For treatment, Ager took what she describes as massive doses of prednisone to reduce the inflammation in her body, then started on methotrexate, but ended up with pneumonia as a side effect and will never again be able to take it. She then tried a number of different drugs — hydroxychloroquine (Plaquenil), infliximab (Remicade), and etanercept (Enbrel), just to name a few. For one reason or another, they either didn’t work or failed after a period of time.
About two and a half years ago, she started taking adalimumab (Humira), which she’s still on today, along with prednisone and celebrex. She’s doing relatively well, but still has days when her rheumatoid arthritis symptoms hit her hard and fast, such as when she recently flew from her home in New York to Miami. She climbed into her taxi to the airport feeling fine and was a little sore as she got to the airport. By the time the plane landed in Miami, she says, “the pilot called for a wheelchair for me — it came on that fast and furious.”
Ager says she tries to focus on the joys and pleasures that life can bring to help her get through the bad days and enjoy the good ones. She and her husband travel to their vacation home in Miami frequently, and they recently got a puppy, which they love walking together. “Exercise is really challenging for me and I do what I can,” she says. She loves to swim, and she rides a bike or does aerobic exercises when possible.

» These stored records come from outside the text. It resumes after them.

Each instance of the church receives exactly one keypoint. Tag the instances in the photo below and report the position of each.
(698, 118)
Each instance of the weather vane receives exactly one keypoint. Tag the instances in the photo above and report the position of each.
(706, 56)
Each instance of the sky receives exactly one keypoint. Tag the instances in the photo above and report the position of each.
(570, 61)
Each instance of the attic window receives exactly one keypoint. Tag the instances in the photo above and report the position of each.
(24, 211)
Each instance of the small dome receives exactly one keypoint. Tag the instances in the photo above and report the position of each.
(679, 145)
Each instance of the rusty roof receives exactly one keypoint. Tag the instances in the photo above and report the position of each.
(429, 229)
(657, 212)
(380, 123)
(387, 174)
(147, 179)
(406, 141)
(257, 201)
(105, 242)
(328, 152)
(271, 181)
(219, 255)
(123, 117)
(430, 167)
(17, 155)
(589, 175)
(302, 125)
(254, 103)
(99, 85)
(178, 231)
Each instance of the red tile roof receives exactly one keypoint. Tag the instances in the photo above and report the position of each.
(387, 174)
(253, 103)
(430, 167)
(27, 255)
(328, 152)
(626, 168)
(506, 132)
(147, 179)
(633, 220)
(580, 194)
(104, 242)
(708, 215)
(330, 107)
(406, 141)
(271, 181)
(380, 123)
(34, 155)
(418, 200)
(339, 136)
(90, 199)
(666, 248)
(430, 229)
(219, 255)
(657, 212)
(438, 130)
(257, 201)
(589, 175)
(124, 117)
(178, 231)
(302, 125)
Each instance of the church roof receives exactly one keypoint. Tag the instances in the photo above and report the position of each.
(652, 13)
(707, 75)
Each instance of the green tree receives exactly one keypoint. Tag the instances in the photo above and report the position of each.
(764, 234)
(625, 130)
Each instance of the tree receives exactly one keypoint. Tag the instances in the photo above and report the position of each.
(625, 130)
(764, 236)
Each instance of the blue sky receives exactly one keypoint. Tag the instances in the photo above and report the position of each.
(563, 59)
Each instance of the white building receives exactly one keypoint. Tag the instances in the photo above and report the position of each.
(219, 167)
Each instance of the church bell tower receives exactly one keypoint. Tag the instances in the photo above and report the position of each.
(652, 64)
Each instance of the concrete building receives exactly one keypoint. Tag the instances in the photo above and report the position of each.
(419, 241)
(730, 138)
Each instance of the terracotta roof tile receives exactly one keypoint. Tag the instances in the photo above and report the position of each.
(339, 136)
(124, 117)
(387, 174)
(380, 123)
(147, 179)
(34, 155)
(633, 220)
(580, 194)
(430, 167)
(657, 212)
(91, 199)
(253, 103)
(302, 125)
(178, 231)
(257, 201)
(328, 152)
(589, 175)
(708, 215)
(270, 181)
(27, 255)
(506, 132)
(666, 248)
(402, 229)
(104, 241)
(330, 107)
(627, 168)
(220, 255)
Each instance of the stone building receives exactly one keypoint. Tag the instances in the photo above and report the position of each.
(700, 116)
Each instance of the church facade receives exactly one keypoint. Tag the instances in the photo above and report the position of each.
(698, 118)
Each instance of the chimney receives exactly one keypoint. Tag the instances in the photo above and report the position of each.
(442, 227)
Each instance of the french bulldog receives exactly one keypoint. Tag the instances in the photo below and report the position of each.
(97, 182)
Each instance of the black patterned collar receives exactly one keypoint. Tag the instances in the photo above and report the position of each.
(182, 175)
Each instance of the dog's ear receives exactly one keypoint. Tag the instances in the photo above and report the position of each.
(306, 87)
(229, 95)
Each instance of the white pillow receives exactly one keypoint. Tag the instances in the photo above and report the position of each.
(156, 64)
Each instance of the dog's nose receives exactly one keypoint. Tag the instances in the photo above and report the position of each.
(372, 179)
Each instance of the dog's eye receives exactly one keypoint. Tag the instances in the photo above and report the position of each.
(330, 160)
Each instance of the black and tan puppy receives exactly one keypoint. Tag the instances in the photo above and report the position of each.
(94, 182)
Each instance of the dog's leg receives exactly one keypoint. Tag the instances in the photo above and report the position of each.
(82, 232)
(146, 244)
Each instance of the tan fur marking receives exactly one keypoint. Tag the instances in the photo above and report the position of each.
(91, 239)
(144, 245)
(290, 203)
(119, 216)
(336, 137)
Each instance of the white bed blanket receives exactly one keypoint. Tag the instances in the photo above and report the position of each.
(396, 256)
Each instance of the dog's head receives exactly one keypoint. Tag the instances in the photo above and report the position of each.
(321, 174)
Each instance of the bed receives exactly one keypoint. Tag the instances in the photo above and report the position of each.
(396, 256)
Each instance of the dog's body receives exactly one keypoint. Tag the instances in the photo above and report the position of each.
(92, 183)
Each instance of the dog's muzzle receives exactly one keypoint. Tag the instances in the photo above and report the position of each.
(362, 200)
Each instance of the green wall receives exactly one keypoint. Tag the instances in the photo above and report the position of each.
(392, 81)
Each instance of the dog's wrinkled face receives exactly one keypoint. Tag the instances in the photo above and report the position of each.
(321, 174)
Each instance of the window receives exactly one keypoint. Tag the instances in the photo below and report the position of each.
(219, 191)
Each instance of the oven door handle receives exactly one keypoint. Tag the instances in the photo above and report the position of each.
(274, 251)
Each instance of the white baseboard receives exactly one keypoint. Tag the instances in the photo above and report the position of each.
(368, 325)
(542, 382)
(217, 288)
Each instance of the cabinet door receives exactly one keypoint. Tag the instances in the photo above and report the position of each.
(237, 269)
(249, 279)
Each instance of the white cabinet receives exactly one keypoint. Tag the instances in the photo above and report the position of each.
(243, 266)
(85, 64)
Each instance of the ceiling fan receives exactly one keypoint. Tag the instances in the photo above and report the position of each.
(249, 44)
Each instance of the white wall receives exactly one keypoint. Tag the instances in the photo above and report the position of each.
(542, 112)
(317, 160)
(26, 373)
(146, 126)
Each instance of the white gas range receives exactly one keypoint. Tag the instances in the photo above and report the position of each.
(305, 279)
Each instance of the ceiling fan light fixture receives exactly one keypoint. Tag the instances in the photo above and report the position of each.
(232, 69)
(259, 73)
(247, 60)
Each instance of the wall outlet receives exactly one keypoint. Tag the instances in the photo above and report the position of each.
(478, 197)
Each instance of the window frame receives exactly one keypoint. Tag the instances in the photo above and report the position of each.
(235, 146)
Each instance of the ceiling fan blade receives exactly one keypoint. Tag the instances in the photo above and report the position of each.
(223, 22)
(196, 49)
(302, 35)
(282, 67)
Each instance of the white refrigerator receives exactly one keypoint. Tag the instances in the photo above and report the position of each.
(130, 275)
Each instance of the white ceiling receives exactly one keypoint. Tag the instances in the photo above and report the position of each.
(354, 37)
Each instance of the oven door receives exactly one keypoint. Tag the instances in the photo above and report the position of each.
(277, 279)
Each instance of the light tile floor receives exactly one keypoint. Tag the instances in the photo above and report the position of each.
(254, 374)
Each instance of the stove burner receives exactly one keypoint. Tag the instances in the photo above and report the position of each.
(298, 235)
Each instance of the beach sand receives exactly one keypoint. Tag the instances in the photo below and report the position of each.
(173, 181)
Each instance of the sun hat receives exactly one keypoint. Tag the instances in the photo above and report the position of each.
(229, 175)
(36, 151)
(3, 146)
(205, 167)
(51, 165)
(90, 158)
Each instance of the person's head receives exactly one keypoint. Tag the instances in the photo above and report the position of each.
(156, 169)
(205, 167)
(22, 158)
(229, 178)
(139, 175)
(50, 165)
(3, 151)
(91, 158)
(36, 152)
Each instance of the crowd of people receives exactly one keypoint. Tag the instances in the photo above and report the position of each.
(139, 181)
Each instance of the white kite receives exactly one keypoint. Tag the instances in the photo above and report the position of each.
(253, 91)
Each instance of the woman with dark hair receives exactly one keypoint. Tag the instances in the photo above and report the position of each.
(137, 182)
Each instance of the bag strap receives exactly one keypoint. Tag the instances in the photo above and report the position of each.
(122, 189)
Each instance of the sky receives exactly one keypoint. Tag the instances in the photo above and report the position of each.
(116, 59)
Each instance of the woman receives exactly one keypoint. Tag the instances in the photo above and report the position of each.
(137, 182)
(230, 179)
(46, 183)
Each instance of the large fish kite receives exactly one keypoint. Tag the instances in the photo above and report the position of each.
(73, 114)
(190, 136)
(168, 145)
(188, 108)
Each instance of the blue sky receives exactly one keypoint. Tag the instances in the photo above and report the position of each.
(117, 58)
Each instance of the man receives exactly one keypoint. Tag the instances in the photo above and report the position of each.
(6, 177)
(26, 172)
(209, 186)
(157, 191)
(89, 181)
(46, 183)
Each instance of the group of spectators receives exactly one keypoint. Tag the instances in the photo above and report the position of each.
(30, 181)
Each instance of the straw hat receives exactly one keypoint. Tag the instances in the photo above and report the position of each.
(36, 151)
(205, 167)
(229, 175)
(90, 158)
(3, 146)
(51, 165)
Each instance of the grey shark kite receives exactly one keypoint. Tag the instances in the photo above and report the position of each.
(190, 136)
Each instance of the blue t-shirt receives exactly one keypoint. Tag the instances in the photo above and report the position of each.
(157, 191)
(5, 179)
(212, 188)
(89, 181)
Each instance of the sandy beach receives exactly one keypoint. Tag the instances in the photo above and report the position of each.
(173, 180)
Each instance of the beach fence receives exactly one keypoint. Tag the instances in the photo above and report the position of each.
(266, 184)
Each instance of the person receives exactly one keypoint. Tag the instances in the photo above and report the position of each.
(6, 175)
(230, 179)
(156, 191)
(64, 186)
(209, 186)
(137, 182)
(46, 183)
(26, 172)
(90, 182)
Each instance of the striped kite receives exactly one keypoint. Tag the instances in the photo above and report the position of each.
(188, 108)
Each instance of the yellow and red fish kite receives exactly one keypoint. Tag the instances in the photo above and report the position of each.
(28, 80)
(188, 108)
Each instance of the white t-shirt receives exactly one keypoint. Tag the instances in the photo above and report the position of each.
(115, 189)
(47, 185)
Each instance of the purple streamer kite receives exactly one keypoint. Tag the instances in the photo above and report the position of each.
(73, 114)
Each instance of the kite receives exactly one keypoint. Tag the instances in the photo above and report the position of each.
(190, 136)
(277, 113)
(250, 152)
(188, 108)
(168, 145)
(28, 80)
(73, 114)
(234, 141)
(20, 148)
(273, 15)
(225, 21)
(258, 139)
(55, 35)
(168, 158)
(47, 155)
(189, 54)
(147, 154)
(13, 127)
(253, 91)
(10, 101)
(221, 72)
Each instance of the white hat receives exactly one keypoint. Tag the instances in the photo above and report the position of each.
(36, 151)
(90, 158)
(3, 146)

She also wrote a book about her journey with rheumatoid arthritis, Enemy Within, to help people with all different kinds of inner struggles and challenges, not just living with rheumatoid arthritis.
“I’m at a place now where I’m enriched by my struggles with this illness, and that I’ve become the person I am, not despite the illness, but because of it,” says Ager. “I think I’m a better person, a more caring individual, and more aware of other people’s needs.”
Her secret to living well with rheumatoid arthritis symptoms is embracing who she is and what she’s learned, chronic illness and all. “For me, the key was acceptance,” she says. “I had to get to a stage where I said, okay, I have this chronic disease — I can either be depressed about it and not have any quality of life and not push through the pain, or I can get up and, yes, expect the pain, but just get on with it.”
Rheumatoid arthritis has taught Ager to be appreciative of everyday moments because, with this disease, they can be quickly taken away. Whether it’s a walk down the street, a stroll through the park, or a breathtaking view of the ocean, she’s grateful for every moment.